4 逮捕段階における公的弁護制度の創設(被疑者国選第四段階)

 現行の被疑者国選第二段階はもとより、実現に向けての活動がなされている被疑者国選第三段階においても、弁護人が選任される時期は被疑者の勾留後であり、逮捕段階における弁護人の選任は対象とされていない。
 逮捕段階の身体拘束時間の長いわが国においては、逮捕段階の弁護活動が極めて重要である。被疑者の権利を実質的に保障するために、逮捕直後から国費により弁護人が付される制度を早期に創設することが必要不可欠であることは、前記のとおりである。
 逮捕段階における公的弁護制度の実施に際しては、短時間のうちに接見に行かなければならない時間的緊急性があることや、接見に赴く警察署の範囲が拡大すると見込まれることなどから、弁護士の対応態勢の問題、制度設計の問題、財政の問題といった、被疑者国選第三段階と異なる課題が存在する。しかし、日本弁護士連合会の調査によると、2012年(平成24年)1月から12月にかけて、当番弁護士が受付から24時間以内に初回接見に赴いた割合は85.3%であることが明らかとなっている。加えて、既述のとおり国選弁護人契約弁護士数の増加や交通事情の改善などにより、弁護士の対応態勢の問題の解消が進んでいる。さらに、国において、電話接見などの新たな接見方法の拡充等が検討されるならば、接見の移動時間が不要となるので、より短時間で、より広範囲の警察署への接見対応が可能となる。

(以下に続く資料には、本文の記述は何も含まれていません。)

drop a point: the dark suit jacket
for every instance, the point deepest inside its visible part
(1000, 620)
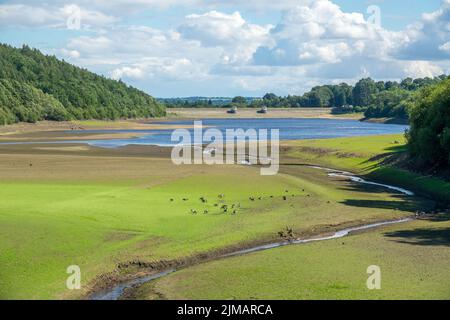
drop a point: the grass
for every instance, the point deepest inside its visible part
(97, 208)
(364, 155)
(413, 258)
(105, 207)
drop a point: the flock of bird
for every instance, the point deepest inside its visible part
(234, 207)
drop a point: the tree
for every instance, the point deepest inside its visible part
(363, 91)
(429, 134)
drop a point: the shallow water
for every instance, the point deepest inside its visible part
(290, 129)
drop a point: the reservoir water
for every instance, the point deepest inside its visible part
(290, 129)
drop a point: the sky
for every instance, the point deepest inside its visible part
(180, 48)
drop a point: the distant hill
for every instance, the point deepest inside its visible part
(34, 86)
(200, 102)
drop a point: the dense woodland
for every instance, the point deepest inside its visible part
(377, 99)
(36, 87)
(429, 134)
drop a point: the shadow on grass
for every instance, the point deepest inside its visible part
(408, 206)
(422, 236)
(398, 202)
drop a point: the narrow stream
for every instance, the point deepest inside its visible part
(117, 291)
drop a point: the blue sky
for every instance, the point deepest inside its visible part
(230, 47)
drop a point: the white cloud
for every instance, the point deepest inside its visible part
(53, 17)
(236, 37)
(430, 38)
(319, 31)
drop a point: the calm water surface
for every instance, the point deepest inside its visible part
(290, 129)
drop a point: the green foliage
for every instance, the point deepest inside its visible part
(36, 87)
(429, 135)
(390, 104)
(363, 91)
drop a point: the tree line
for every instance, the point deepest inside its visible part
(377, 99)
(34, 86)
(429, 133)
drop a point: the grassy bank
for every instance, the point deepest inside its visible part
(368, 156)
(413, 259)
(97, 208)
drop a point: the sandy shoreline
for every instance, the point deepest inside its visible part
(82, 130)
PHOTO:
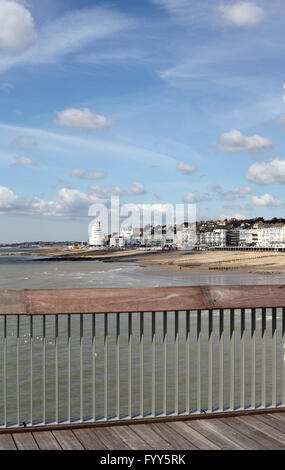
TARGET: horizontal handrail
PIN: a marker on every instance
(135, 300)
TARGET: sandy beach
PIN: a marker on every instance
(250, 261)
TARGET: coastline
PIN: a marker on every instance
(182, 260)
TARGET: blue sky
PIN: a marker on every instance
(157, 101)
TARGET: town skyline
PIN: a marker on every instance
(157, 101)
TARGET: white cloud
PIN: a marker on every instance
(137, 188)
(185, 169)
(17, 29)
(68, 34)
(105, 193)
(23, 161)
(232, 216)
(190, 198)
(82, 119)
(230, 194)
(83, 175)
(242, 14)
(6, 86)
(68, 203)
(267, 172)
(25, 141)
(267, 200)
(235, 141)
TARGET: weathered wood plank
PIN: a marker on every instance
(80, 301)
(213, 435)
(46, 440)
(272, 421)
(67, 440)
(255, 423)
(110, 439)
(154, 440)
(131, 439)
(197, 440)
(6, 442)
(263, 439)
(89, 439)
(25, 441)
(234, 435)
(170, 433)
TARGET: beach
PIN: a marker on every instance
(176, 260)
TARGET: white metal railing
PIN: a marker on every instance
(103, 367)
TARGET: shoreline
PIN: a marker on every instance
(177, 260)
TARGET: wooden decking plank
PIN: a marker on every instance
(263, 439)
(275, 422)
(154, 440)
(25, 441)
(172, 435)
(7, 442)
(46, 440)
(197, 439)
(89, 439)
(67, 440)
(134, 441)
(280, 416)
(265, 428)
(213, 435)
(110, 439)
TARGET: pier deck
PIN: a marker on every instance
(262, 431)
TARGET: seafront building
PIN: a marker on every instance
(188, 236)
(96, 237)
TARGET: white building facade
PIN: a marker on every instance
(96, 236)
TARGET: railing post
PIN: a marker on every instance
(199, 361)
(253, 358)
(232, 359)
(165, 363)
(221, 365)
(242, 373)
(142, 364)
(210, 361)
(263, 358)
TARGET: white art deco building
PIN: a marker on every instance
(96, 236)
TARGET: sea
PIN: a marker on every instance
(21, 270)
(37, 365)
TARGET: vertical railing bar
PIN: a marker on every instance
(56, 369)
(165, 363)
(31, 370)
(81, 369)
(5, 370)
(44, 367)
(141, 364)
(69, 367)
(274, 361)
(283, 356)
(106, 366)
(130, 365)
(198, 361)
(94, 367)
(176, 403)
(253, 360)
(118, 365)
(187, 362)
(232, 359)
(263, 358)
(153, 388)
(242, 370)
(221, 362)
(18, 369)
(210, 361)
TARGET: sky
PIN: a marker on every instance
(153, 101)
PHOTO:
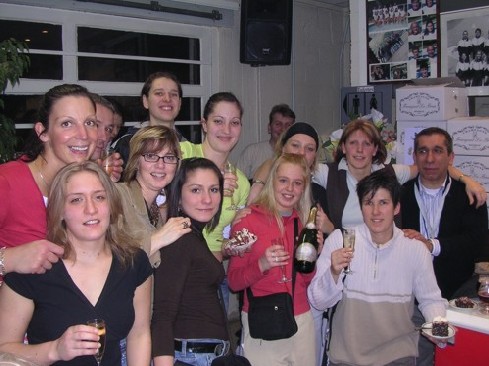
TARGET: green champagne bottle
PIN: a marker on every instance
(306, 250)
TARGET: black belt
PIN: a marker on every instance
(197, 347)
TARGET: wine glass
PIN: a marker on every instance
(105, 159)
(100, 325)
(284, 278)
(349, 243)
(230, 168)
(483, 294)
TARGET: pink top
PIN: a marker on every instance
(244, 272)
(22, 209)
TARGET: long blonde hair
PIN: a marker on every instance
(121, 243)
(266, 198)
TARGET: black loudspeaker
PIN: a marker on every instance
(266, 32)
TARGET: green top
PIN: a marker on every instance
(214, 238)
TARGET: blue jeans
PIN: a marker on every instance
(201, 359)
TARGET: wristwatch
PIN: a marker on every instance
(2, 261)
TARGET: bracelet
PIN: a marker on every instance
(2, 261)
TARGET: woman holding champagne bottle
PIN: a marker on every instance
(284, 198)
(103, 274)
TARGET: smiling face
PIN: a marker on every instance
(222, 127)
(304, 145)
(288, 186)
(163, 102)
(278, 125)
(86, 208)
(201, 197)
(378, 213)
(72, 132)
(432, 159)
(153, 177)
(359, 151)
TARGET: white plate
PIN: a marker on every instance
(426, 329)
(453, 305)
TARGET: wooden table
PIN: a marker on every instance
(471, 346)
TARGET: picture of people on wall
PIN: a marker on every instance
(400, 35)
(466, 49)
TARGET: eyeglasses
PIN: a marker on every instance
(167, 159)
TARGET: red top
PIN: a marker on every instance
(245, 272)
(22, 209)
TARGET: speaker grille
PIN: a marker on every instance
(266, 32)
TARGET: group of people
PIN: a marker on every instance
(473, 55)
(146, 253)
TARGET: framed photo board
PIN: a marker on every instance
(465, 47)
(402, 40)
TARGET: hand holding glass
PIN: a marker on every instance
(349, 243)
(230, 168)
(100, 325)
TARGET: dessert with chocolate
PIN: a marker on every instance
(464, 302)
(440, 327)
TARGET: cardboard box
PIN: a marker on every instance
(406, 131)
(431, 102)
(470, 135)
(476, 167)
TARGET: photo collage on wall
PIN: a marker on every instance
(402, 40)
(466, 47)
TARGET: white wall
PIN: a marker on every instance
(310, 85)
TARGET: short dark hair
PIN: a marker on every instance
(382, 178)
(282, 109)
(175, 194)
(430, 131)
(157, 75)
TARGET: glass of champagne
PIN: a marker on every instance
(105, 160)
(100, 325)
(483, 294)
(230, 168)
(284, 278)
(349, 243)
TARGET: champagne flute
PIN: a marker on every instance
(100, 325)
(284, 278)
(230, 168)
(105, 159)
(349, 243)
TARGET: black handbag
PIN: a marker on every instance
(271, 317)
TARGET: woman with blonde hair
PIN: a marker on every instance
(284, 200)
(102, 275)
(153, 160)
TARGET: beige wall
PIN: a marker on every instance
(310, 85)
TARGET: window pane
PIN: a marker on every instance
(41, 36)
(133, 111)
(137, 44)
(104, 69)
(45, 67)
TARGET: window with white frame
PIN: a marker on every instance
(110, 55)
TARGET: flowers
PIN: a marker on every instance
(385, 128)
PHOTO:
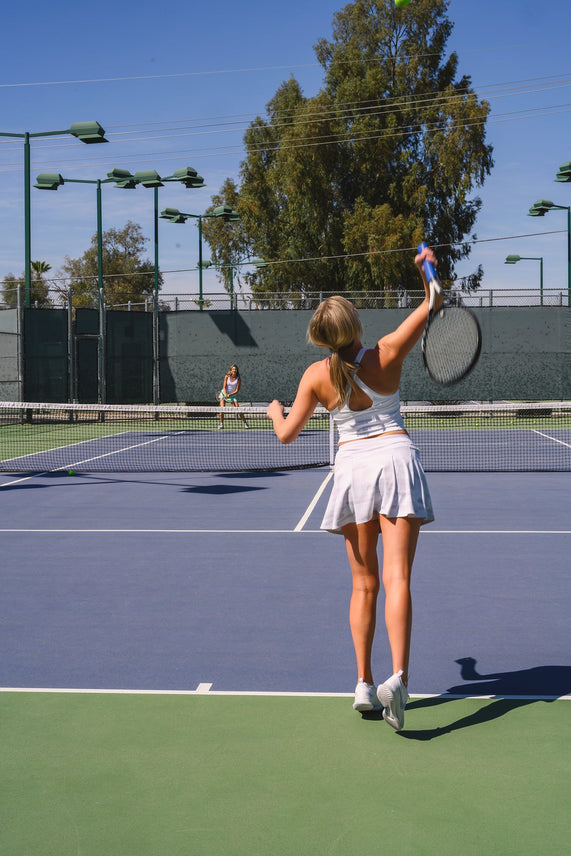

逮捕段階における公的弁護制度の創設の必要性及び重要性については、疑いがないため、国は、財政の問題を理由に躊躇することなく、制度設計を進め、早期に実現すべきである。

 

第4 結論

 以上のとおり、逮捕段階における公的弁護制度の創設は、身体拘束を受けた被疑者の権利を実質的に保障するために必要不可欠の制度であり、実現するために障害となる課題を早急に検討・克服し、早期に実現されなければならない。
 よって、当連合会は、国に対し、逮捕された全ての刑事事件の被疑者に対して、逮捕直後から国費により弁護人が付される制度の早期創設に向け、速やかに検討を行うよう求める。